I preferred a well wide enough for people to drop a bucket and haul the water up with a rope. I was proud of that well. Previously, women and girls carried earthen pots several kilometers to fetch water from a stream, and the well eliminated that long back-and-forth hike.
Yes, they had water. Major improvement. But would you or I drink that water? Not without filtering and boiling it. But villagers drink that cloud stuff straight out of the well. So what if the water is open to insects and animals and pollution is its constant condition? When people don’t know better than to drink contaminated water, the problem is not just one of access to resources. It is much more profound, for we’re dealing with basic ignorance of public health essentials.
What kind of government would tolerate contaminated drinking water?
That is the condition those “small steps back” are leading to.
If they’re headed for the old status quo, I don’t seem much cause for hope.
Drop me a line at joelthurtell@gmail.com
You weave a wide tapestry here, Joel, stitching together at least three large topics that relate to what’s unfolding in Haiti.
I have standing to comment only on the journalism theme — not on ground-level foreign aid or Third World governments, which you discuss sensibly and sensitively. Pride in that well’s long-term value sounds well-earned.
As for your latest observations about so-called journalistic objectivity:
* A mythical illusion, I’ll begin by agreeing.
* “A day observing this country’s struggle to recover . . .” would’ve been more honest and humble.
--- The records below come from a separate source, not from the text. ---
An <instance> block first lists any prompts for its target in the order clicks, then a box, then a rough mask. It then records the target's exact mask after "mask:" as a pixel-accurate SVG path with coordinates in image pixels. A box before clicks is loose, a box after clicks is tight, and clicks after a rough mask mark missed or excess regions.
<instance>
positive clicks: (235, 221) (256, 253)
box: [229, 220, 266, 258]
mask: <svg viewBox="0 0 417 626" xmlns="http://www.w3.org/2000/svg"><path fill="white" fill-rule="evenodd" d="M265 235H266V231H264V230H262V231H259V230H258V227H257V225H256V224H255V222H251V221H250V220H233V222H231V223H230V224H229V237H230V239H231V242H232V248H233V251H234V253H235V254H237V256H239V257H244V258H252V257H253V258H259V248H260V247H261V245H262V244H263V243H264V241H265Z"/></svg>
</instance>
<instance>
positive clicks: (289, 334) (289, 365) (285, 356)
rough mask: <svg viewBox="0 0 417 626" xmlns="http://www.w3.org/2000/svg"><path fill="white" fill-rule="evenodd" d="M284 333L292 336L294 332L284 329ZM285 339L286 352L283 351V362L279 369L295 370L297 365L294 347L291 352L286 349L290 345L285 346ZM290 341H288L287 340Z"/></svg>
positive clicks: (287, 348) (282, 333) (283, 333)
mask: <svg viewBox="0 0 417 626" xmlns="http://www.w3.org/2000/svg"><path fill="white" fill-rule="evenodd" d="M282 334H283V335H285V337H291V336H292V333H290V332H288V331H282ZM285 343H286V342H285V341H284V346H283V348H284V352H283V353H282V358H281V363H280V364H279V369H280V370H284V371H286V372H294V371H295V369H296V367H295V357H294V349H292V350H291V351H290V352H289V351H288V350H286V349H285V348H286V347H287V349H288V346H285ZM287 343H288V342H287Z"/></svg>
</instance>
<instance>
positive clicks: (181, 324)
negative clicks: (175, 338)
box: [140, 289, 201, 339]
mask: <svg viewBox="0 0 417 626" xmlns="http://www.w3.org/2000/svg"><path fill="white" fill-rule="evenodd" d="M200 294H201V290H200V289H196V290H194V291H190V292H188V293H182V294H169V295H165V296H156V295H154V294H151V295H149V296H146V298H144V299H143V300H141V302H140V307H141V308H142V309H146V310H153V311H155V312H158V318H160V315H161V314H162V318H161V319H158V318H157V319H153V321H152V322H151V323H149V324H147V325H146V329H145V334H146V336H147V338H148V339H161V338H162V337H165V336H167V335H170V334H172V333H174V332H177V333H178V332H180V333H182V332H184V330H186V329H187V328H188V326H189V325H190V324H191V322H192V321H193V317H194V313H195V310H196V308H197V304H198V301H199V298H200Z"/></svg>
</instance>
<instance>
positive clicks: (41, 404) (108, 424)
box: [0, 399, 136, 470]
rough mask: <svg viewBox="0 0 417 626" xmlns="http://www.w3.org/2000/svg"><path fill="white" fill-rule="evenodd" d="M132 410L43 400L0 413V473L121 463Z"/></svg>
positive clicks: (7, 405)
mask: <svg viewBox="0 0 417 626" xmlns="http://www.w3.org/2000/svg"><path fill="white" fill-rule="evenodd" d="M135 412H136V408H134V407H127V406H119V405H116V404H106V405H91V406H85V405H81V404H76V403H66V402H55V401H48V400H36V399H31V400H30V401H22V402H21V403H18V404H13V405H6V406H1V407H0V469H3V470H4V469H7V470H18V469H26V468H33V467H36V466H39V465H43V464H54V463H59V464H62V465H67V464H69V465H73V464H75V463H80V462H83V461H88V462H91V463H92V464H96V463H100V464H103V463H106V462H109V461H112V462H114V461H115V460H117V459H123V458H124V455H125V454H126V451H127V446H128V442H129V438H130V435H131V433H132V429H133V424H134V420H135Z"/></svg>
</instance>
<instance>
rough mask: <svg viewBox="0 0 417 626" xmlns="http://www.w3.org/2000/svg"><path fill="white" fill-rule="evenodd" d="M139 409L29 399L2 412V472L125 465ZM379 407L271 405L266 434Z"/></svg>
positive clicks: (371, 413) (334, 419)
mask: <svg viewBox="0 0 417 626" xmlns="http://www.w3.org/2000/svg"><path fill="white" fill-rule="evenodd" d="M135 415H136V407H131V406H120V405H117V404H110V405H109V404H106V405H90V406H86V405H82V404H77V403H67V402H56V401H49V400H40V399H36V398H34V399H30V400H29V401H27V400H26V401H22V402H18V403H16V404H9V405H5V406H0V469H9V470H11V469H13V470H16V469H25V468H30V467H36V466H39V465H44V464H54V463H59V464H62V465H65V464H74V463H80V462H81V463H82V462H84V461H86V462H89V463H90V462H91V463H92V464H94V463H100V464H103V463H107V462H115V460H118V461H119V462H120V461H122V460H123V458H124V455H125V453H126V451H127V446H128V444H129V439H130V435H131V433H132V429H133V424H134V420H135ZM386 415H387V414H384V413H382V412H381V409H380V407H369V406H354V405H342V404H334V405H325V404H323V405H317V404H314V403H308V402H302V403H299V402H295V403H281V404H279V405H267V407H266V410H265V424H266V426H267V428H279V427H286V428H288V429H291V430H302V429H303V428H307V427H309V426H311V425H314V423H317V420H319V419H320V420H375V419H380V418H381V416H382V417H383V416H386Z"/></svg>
Perhaps an editor, over-caffeinated on Starbucks, imprudently juiced the prose. It happens.
* “Am I too sensitive?” Yes. Also too cynical.
The craft you practiced, and still do, involves storytelling. That requires framing, interpretation, point of view and other elements of narrative structure — precisely why ‘objectivity’ is as tangible as a cloud.
You speculate that “their instructions were to fill in the blank spaces in a story whose outline was dreamed up . . . in Manhattan.” It’s reasonable to imagine the editors — whether they drink tea, Evian or Starbucks — said or conveyed “Give us a tale we can pop on Page One.” Gee, what a shocking goal. That hardly means they also pre-drafted the theme, head and “tiny steps” phrasings.
Yes, I get that you’re speaking generally about professional practice and not necessarily its literal application here. But I wonder if you suggest reporters avoid the subjectivity snare by presenting mainly facts, quotes and observations in some type of starkly neutral format:
–> No point of view, no conclusions, thinnest possible narrative thread.
That’d be close to stenography, a bare-bones disservice to readers and a serving of journalism without flavor or nourishment. Not to my taste.
I’d welcome further discussion of this stimulating issue in a comment response or future post.
One of the few good things that could come out of the quake is if Haiti somehow can start from scratch and do it right this time.